11h29 - quinta, 11/02/2016

Trabalhadores satisfeitos são mais produtivos?


Cláudia Silva
Muitas vezes tenho falado acerca da qualidade dos cuidados prestados à pessoa na Grande Idade nas instituições, de como é importante que os cuidadores tenham a noção e o sentimento de que é uma pessoa que tem à sua frente, com a sua identidade, diferente de todas as outras da mesma idade, e com necessidades distintas. A massificação dos cuidados tem se revelado claramente ineficaz e não promotora do respeito, da dignidade e da individualidade que merece qualquer pessoa, na grande ou "pequena" idade! Quando alguém decide trabalhar numa instituição de apoio social, seja em que função for, os juízos de valor, o idadismo, devem ficar à porta! Infelizmente ainda se assiste a uma cultura organizacional que centra o planeamento dos cuidados em função das rotinas dos funcionários e não da pessoa. O baixo ratio cuidador/pessoa conduz a uma sobrecarga de trabalho, o que não favorece as boas práticas e ainda propícia a ocorrência de maus-tratos. Por fim, as direcções têm muitas vezes baixa formação técnica e conhecimento do ser humano, o que os impede de sequer perceber e diagnosticar onde reside o problema.

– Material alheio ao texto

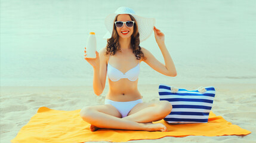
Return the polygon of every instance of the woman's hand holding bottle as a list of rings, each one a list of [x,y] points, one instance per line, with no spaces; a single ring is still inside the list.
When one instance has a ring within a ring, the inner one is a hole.
[[[96,58],[88,58],[86,57],[87,55],[86,54],[86,47],[85,48],[85,60],[90,64],[93,68],[99,68],[100,67],[100,56],[98,52],[96,51]]]

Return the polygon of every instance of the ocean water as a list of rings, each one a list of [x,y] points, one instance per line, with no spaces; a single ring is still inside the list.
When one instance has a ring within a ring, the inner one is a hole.
[[[1,86],[92,85],[88,36],[104,48],[104,18],[121,6],[156,18],[177,70],[142,63],[139,85],[256,83],[256,1],[139,1],[1,0]],[[140,45],[164,63],[153,35]]]

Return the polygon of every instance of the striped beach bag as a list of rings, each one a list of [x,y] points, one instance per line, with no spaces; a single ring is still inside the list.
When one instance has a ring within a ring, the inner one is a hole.
[[[204,89],[203,92],[182,88],[172,92],[171,86],[161,84],[160,100],[168,101],[172,105],[171,113],[164,119],[169,123],[207,123],[215,91],[213,86]]]

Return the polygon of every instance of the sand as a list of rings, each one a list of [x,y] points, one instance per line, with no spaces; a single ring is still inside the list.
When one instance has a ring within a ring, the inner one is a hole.
[[[252,132],[242,136],[171,136],[158,139],[129,142],[255,142],[256,84],[175,85],[187,89],[212,85],[216,95],[212,111],[233,124]],[[140,85],[138,89],[144,102],[159,100],[158,85]],[[92,86],[1,86],[1,142],[10,142],[27,123],[40,107],[54,110],[75,110],[85,105],[104,104],[106,86],[100,96],[94,94]]]

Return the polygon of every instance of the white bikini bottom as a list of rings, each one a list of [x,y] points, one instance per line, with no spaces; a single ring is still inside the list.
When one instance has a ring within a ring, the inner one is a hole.
[[[110,104],[116,107],[116,108],[122,114],[122,118],[127,116],[129,112],[133,107],[134,107],[135,105],[141,102],[143,102],[142,99],[128,102],[118,102],[105,99],[105,104]]]

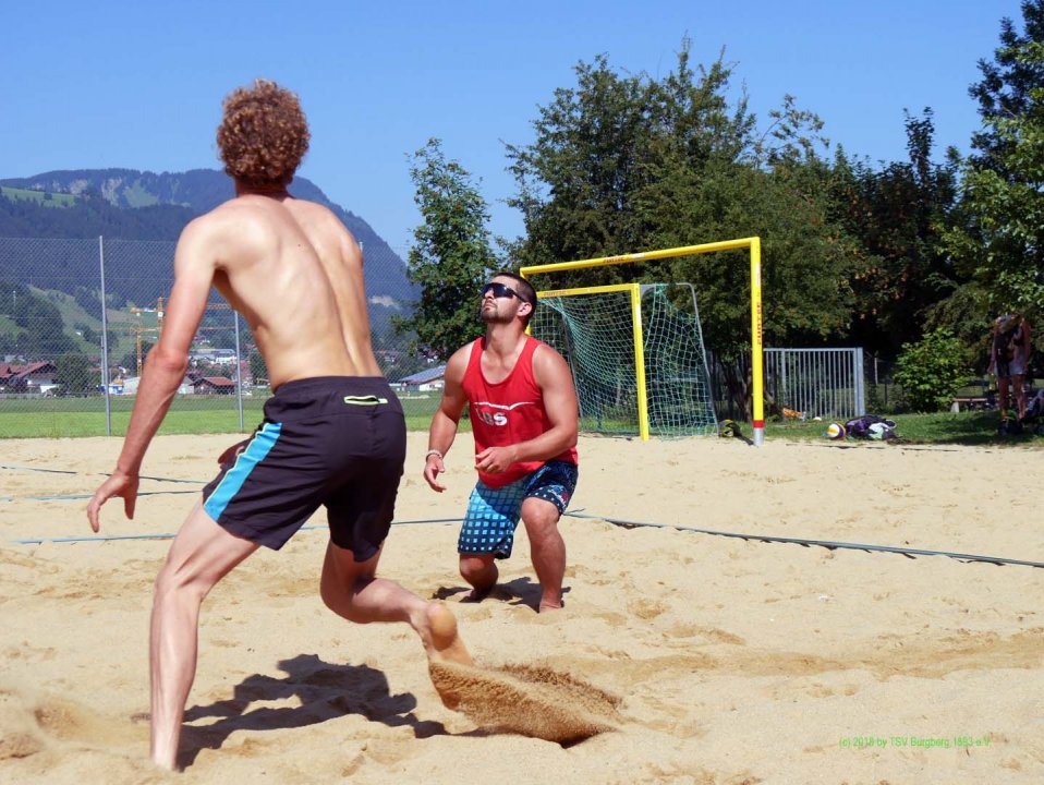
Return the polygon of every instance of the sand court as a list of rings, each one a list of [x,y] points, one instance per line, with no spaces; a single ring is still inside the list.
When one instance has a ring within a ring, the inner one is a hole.
[[[423,434],[411,434],[397,508],[411,522],[392,529],[383,573],[444,599],[475,668],[508,699],[484,704],[460,674],[429,674],[405,627],[326,609],[320,514],[205,602],[185,771],[156,772],[142,717],[162,535],[234,440],[157,438],[135,520],[118,502],[104,510],[101,535],[120,540],[93,539],[77,498],[119,439],[4,443],[0,782],[1044,777],[1044,570],[605,520],[1040,563],[1040,451],[583,437],[572,507],[592,517],[563,519],[567,607],[537,615],[521,527],[497,590],[460,602],[457,526],[445,520],[474,483],[470,443],[450,452],[448,491],[435,494],[421,478]],[[82,539],[56,542],[71,536]],[[440,699],[447,683],[458,710]],[[542,700],[593,733],[567,738]],[[514,714],[496,716],[506,705]],[[535,718],[558,729],[542,734]]]

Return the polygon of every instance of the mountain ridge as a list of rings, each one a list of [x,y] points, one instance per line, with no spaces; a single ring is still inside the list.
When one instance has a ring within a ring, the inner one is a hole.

No entanto, sendo tudo o que referi actual e pertinente, há um aspeto que é extremamente importante, e muitas vezes descurado, já para não dizer ignorado: a satisfação profissional. A satisfação profissional reflecte a reacção do próprio ao trabalho, sendo uma variante do comportamento organizacional mais estudada pelos investigadores. Do ponto de vista marxista, tendo em conta o inevitável conflito trabalhador-gestão, poderia parecer quase impossível pensar que funcionários mais satisfeitos/felizes pudessem ser mais produtivos. Contudo, de uma perspectiva mais psicológica e humana, que se coaduna com a prestação de cuidados à pessoa na Grande Idade, tem sido estabelecida uma relação positiva entre a satisfação profissional e o desempenho. Ou seja, daqui podemos inferir que se queremos melhorar os cuidados prestados nas instituições à pessoa na Grande Idade, talvez devêssemos primeiro olhar para os funcionários que lá trabalham e perguntar-nos: "Será que os funcionários estão motivados? E estão satisfeitos no trabalho? Como é que se pode pedir a uma pessoa que preste cuidados de qualidade e individualizados, quando há uma sobrecarga de trabalho que a impede de sequer ter tempo para conversar? E quando o consegue, quem é que lhe agradece e reconhece? Se calhar ainda é chamada à atenção pelas colegas porque levou mais tempo do que "deveria"! Como é que se pode pedir a uma pessoa que preste cuidados de qualidade e individualizados, quando as suas chefias não a tratam com consideração e respeito, e a cultura do medo e penalização do erro persiste?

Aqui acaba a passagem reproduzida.